First images released of the wreck of Quest, explorer Ernest Shackleton’s last ship

Jul 8, 2026 | 3:00 AM

ST. JOHN’S — A team of explorers led by the Royal Canadian Geographical Society has released the first images of the wreck of Quest, the ship upon which legendary Antarctic explorer Sir Ernest Shackleton died in 1922.

The ghostly ship now lies at the bottom of the Labrador Sea, tangled in errant fishing nets. The images released Wednesday show the bow upright on the sea floor, its distinct portholes like eyes peering into the black.

The wreck is surrounded by debris, and it appears to now be home to a variety of fish and other life, said John Geiger, the society’s chief executive officer and leader of the expedition.

He was among a small group of adventurers who visited the wreck Tuesday in a submersible, making them the first people to see Quest in person since it sank off the south coast of Labrador in 1962.

As the submersible peeked over the bow and onto the deck, Geiger said he felt connected to the famed Anglo-Irish explorer, whose death on the ship marked the end of what historians consider the “heroic age” of Antarctic exploration.

“This is the deck upon which Shackleton died at age 47, tragically,” he said in an interview Tuesday. “I just felt an incredible connection with him and with his story.”

Shackleton is perhaps best known for his 1914 exploration trip to the Antarctic region aboard the Endurance, which got trapped in the ice and was eventually crushed. He and his crew survived on ice floes and then made their way to Elephant Island, off the east coast of Antarctica.

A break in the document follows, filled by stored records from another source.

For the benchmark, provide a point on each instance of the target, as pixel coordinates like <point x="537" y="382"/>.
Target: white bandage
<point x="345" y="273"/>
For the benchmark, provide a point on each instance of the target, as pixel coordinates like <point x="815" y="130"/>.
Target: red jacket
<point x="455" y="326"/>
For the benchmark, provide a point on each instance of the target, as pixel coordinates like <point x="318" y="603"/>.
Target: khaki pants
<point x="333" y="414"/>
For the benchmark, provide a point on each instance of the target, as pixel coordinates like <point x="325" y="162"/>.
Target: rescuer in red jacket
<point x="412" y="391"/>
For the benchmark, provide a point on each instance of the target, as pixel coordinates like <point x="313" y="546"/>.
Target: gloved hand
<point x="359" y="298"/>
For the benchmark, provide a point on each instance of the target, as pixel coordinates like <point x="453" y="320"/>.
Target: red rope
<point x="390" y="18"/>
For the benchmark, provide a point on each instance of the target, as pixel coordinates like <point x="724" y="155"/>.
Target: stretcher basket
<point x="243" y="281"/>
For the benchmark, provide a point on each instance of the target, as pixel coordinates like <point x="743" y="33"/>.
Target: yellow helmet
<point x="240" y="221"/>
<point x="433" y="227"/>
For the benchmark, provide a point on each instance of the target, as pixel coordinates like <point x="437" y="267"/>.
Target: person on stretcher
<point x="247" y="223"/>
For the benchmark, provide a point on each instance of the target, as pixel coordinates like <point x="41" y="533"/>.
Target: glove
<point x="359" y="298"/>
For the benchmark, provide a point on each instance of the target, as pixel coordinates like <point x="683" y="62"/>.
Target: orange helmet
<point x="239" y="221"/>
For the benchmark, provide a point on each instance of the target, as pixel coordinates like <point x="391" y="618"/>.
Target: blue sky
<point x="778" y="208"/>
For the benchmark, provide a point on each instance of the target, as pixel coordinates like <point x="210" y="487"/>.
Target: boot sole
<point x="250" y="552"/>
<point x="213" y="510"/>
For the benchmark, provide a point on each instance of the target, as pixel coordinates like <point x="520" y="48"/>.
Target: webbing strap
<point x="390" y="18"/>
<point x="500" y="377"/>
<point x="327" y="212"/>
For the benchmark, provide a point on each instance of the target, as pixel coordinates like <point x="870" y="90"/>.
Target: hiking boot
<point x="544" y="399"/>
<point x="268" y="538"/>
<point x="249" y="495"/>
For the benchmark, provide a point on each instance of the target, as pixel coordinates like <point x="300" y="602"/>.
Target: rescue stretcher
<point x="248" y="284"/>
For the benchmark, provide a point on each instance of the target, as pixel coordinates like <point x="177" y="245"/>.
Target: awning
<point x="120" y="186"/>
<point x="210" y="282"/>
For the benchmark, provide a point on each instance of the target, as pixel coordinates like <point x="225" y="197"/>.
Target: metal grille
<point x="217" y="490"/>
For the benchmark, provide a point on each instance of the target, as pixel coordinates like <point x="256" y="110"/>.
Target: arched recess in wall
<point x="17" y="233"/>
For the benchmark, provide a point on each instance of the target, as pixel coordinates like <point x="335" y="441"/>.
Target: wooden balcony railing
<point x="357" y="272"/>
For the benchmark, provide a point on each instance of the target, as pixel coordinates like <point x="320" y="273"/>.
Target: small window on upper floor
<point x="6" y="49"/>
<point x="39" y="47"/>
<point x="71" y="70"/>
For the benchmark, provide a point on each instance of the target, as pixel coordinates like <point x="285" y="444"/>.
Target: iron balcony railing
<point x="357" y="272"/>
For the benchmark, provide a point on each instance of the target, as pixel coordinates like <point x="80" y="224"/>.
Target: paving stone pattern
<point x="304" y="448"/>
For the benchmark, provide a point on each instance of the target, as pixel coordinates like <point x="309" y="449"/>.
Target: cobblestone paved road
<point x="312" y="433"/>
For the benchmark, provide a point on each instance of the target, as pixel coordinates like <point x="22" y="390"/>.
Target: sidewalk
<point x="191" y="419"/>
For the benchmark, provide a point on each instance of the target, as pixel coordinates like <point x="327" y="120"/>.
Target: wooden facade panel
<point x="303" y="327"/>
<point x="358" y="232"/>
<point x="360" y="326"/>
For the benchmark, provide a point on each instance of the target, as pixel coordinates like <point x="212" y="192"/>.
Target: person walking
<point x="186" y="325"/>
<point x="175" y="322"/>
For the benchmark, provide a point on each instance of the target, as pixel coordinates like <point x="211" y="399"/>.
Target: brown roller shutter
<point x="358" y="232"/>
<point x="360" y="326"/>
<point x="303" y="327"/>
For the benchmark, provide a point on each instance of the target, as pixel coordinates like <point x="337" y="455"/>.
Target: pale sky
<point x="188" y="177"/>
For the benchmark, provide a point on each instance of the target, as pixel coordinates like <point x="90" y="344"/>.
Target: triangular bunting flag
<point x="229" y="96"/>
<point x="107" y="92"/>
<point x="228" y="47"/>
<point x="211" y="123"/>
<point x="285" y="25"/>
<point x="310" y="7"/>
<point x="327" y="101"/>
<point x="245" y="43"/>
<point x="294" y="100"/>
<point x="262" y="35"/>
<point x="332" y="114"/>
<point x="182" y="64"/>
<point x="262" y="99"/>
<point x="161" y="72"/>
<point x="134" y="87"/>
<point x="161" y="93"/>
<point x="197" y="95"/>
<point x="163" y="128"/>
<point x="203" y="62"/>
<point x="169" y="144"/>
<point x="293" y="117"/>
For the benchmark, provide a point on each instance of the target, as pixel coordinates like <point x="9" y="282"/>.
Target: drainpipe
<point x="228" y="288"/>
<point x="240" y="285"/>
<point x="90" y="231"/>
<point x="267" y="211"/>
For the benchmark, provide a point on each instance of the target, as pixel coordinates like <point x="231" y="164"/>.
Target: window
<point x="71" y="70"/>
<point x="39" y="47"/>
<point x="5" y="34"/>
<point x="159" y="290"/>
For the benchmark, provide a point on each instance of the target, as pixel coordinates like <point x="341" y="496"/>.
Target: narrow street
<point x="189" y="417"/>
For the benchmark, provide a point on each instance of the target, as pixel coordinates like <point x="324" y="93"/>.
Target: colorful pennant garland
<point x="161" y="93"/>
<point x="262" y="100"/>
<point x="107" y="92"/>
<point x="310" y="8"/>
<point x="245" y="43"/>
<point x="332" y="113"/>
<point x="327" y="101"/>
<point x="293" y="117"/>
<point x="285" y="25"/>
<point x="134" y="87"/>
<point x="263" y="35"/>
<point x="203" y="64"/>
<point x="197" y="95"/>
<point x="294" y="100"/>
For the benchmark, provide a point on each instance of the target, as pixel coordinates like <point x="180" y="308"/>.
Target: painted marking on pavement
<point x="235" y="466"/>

Shackleton and a few of his crew then set out in a whale boat to find help. Over the course of the next four months, he made several trips back to rescue his entire team.

He died of a heart attack on Quest, a schooner-rigged steamship which Shackleton bought specifically to travel to Canada’s High Arctic.

Geiger led a successful expedition in 2024 that first located Quest about 80 kilometres off Labrador’s southern coast, in about 390 metres of water. Now he is leading a new mission — the Heroic Age Expedition — using high-tech subsea technology from Voyis, part of Newfoundland-based Kraken Robotics, to build a digital, three-dimensional model of the wreck that the public can explore.

The team is also heading to the waters off Greenland to survey the shipwreck of the Terra Nova, upon which explorer Robert Falcon Scott sailed to the Antarctic in 1910. The Terra Nova was discovered in 2012 by the Schmidt Ocean Institute, which is headquartered in California.

The project links Canada to two of the greatest polar explorers ever known, Geiger said, adding, “We’re hoping to excite interest in exploration, especially among young people.”

Tuesday’s descent showed Quest was heavily damaged when it slammed into the sea floor, and there are wide holes torn into the deck, he said.

He looked into one and saw a white enamel wash basin, evidence of the crews who sailed the ship through the treacherous waters of the Labrador Sea decades ago.

He also found an urgent lesson about ocean protection in the muddy, discarded nets that were draped over the historic vessel.

“The fact that a heroic-age wreck has got fishing nets covering parts of it was surprising and disturbing for us,” Geiger said. “We have to look after our oceans.”

Geiger made the trip aboard the DSV Alvin, the first submersible to take people to the Titanic shipwreck. Alongside him were private astronaut Mark Pathy, the expedition’s chief mission specialist, and vessel pilot Bruce Strickrott, with the Woods Hole Oceanographic Institution, which is a partner in the initiative.

Quest became a sealing vessel after Shackleton’s death, working off Newfoundland and Labrador. The Terra Nova also became a sealer, and was based in St. John’s, N.L., according to the Woods Hole Oceanographic Institution.